Enuresis alarms. These have the highest overall cure rate for nocturnal enuresis of any available treatment. The concept of using an alarm that emits a sound when a child wets the bed was first introduced in 1938. Compared with other behavioural or pharmacologic treatments, the bed-wetting alarm has a higher success rate (75%) and a lower relapse rate (41%). The alarm appears to work by negative reinforcement or avoidance. The alarm is sounded to wake the child during voiding; the child gets out of bed and finishes voiding in the toilet or holds urine until later.
For resolution of nocturnal enuresis, the bed-wetting alarm may need to be used for up to 15 weeks. Unfortunately, treatment with bed-wetting alarms has a dropout rate of 10 to 30 percent. The disadvantage of enuretic alarms is that they require a high level of motivation and cooperation from the child and the family for at least 3 weeks and for as long as 4 to 6 months. It is recommended that the child continue to wear the alarm until dry at night for 4 weeks, rather than for a shorter dry period. Two types of alarm systems available include one which comprises a large pad which is placed in the bed and triggers a loud alarm when liquid comes into contact with it. The second involves a personal alarm which is either clipped onto the child’s underpants or a pad placed inside the child’s underpants, with any liquid triggering the alarm.

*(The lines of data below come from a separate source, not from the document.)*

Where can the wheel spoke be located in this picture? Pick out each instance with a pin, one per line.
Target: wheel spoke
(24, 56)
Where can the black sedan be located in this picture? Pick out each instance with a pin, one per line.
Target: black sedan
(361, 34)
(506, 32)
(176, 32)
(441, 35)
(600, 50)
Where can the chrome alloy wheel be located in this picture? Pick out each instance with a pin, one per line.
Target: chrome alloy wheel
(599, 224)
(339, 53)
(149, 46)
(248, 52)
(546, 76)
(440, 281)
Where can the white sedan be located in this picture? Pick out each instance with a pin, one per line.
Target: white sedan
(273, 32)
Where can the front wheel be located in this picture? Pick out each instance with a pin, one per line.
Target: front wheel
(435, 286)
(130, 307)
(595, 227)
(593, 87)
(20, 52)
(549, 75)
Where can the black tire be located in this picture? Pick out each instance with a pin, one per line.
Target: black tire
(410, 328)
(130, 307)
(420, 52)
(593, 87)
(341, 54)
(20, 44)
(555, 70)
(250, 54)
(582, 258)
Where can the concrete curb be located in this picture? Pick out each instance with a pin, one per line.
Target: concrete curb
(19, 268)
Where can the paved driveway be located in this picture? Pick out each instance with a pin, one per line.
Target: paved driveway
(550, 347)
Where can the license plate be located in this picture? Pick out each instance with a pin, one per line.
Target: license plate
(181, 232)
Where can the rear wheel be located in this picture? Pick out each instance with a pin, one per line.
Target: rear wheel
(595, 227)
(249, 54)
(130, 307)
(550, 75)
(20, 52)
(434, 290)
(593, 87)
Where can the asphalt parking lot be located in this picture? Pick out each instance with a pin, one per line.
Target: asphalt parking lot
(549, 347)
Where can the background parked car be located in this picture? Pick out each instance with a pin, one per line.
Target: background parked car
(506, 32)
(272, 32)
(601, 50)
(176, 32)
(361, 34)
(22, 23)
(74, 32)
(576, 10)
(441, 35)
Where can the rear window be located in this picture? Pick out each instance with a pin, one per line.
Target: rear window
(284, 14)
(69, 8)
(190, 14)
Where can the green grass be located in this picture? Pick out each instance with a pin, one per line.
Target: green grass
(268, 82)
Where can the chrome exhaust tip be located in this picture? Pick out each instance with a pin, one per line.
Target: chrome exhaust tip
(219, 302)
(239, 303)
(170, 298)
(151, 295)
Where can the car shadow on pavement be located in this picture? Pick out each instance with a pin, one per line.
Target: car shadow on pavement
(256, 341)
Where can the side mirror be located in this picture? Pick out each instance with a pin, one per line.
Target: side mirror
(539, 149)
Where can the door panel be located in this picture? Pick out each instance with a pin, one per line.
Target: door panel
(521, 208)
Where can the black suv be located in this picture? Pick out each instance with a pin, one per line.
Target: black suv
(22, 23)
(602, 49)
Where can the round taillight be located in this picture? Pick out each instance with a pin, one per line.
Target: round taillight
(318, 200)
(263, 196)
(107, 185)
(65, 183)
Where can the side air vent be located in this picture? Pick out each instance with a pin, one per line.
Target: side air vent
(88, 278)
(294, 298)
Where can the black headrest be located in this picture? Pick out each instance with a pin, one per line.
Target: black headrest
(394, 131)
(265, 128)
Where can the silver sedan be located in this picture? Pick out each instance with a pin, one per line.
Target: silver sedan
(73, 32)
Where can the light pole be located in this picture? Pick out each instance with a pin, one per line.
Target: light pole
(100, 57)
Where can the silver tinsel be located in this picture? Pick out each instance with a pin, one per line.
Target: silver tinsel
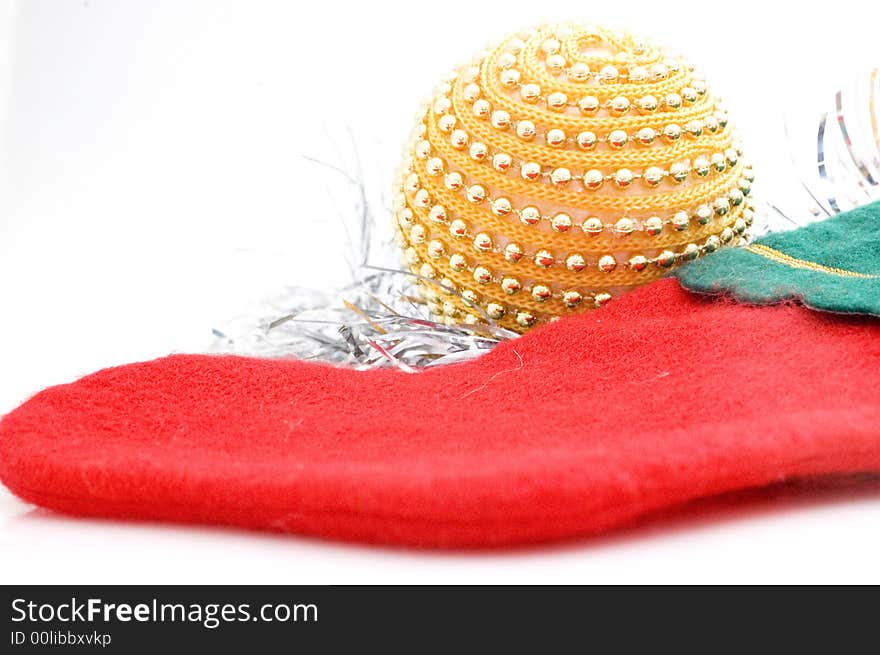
(827, 163)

Desmopressin (DDAVP) is a synthetic analog of anti-diuretic hormone and acts by reducing the urine production, thereby increasing water retention and urine concentration. The effect usually lasts 6 to 12 hours. Desmopressin is listed on the PBS and is available in a nasal-spray pump or oral tablets. Desmopressin is safe if used correctly, and side effects are rare. The cure rate is between 25% and 50%, and the relapse rate after discontinuance of desmopressin is 90%.
Imipramine (Tofranil) is a tricyclic antidepressant that offers two beneficial physiologic effects: a direct relaxation action on bladder tone, and a decrease in the depth of sleep during the last third of the night. Successful management has been reported to range between 20% and 50%.
Unfortunately, discontinuance of use of imipramine usually leads to recurrent incontinence, and the resolution rate of nocturnal enuresis does not differ from that in untreated control subjects. Side effects are uncommon, and include dry mouth, nervousness, insomnia, and mild gastrointestinal disturbances. A great concern with imipramine is the possibility of overdose. An adult should dispense this medication, and the medication should be kept out of the reach of toddlers. Severe overdoses can cause myocardial effects (arrhythmias and conduction blocks) and hypotension.
Oxybutynin (Ditropan), an anticholinergic medication, has a role in reducing uninhibited bladder contractions. This medication may be helpful to those children with nocturnal enuresis who also present with daytime frequency, urgency, and/or incontinence. In these children, success rates of 90% have been reported; however, anticholinergics are rarely beneficial for children with exclusive nocturnal enuresis.
Combined treatment of desmopressin with enuresis alarms is superior, particularly for nonresponders of each individual treatment. Both treatments are started at the same time – the rapid action of desmopressin is believed to facilitate the patient’s adaptation to the alarm. After six weeks, the desmopressin is discontinued, while the alarm treatment is continued until the patient is completely dry. Compared with either therapy alone, the combination has been found to be particularly effective in patients with frequent wetting and behavioural problems.